Hari Raya Is Not For Me

Kampung scene from Abah's blog

Someone sent me an e-mail and asked for my forgiveness. I told that person that all is forgiven. She wanted to leave me so I let her leave. She is now happy, things are good for her now, and I am very happy for her. I told her not to think about it so much but just remember that she had made me happy once. It is only fair that she is now happier, and that makes me happy too. She will be spending this Hari Raya happily at her in-laws’ place somewhere up North.

So Hari Raya is in two days time.

I will only see all my children tomorrow night, on the eve of Hari Raya. I will not be celebrating Hari Raya with them. On the first day, I am going to go to the mosque, then come back home and sleep, wake up around lunchtime, and go to Forelorn Soldier‘s house and also maybe to Bakawali‘s. Feed myself with as much cholesterol, fat, uric acid, sodium. See what that does to my BP as I have been off medication since sahur this morning.

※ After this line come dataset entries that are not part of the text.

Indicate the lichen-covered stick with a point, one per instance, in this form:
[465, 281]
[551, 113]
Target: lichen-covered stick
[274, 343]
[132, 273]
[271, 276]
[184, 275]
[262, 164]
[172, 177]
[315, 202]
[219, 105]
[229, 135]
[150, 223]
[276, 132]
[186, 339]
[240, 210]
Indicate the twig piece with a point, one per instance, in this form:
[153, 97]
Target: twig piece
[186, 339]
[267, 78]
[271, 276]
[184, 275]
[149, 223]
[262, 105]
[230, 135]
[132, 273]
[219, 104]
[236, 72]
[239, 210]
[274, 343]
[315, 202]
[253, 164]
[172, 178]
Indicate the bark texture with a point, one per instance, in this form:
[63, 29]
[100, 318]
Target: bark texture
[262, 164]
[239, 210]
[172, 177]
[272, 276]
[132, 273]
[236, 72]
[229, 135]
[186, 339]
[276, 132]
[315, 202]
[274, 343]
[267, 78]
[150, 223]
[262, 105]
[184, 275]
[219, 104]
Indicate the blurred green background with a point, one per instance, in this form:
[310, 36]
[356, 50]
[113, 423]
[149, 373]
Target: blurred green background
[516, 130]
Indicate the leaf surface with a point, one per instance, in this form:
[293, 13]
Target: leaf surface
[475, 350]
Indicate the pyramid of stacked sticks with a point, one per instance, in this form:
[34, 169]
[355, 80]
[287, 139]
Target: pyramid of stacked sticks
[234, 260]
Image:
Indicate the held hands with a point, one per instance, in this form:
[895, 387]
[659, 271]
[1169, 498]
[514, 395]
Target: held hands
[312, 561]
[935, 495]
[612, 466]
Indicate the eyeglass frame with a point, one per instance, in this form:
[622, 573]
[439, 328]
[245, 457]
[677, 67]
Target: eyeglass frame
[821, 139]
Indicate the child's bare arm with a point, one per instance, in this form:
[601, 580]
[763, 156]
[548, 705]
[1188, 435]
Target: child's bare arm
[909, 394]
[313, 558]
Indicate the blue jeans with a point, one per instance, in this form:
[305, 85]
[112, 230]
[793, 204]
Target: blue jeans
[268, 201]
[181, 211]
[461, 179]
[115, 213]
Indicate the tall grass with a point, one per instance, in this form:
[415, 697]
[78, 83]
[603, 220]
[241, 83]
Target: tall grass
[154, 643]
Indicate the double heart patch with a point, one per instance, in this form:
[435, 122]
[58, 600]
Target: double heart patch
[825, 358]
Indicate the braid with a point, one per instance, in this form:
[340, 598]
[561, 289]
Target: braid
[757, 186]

As it is right now, I can feel neckache, stiffness of the shoulders and my scalp feels warm. Two months of betablockers and ACEs have not done much for me. Taking more will only give me toxicity and organ failures. So it’s better for me to die of one cause only and not as a direct result of what was supposed to help me.

Then come the night of the first Hari Raya I will be going diving. I will pack clothes for a week and just rotate if I plan to stay longer. Extended stay during the monsoon would be good. Incommunicado.

After all, I only celebrate Ramadhan. Hari Raya is only for kids and suicide drivers.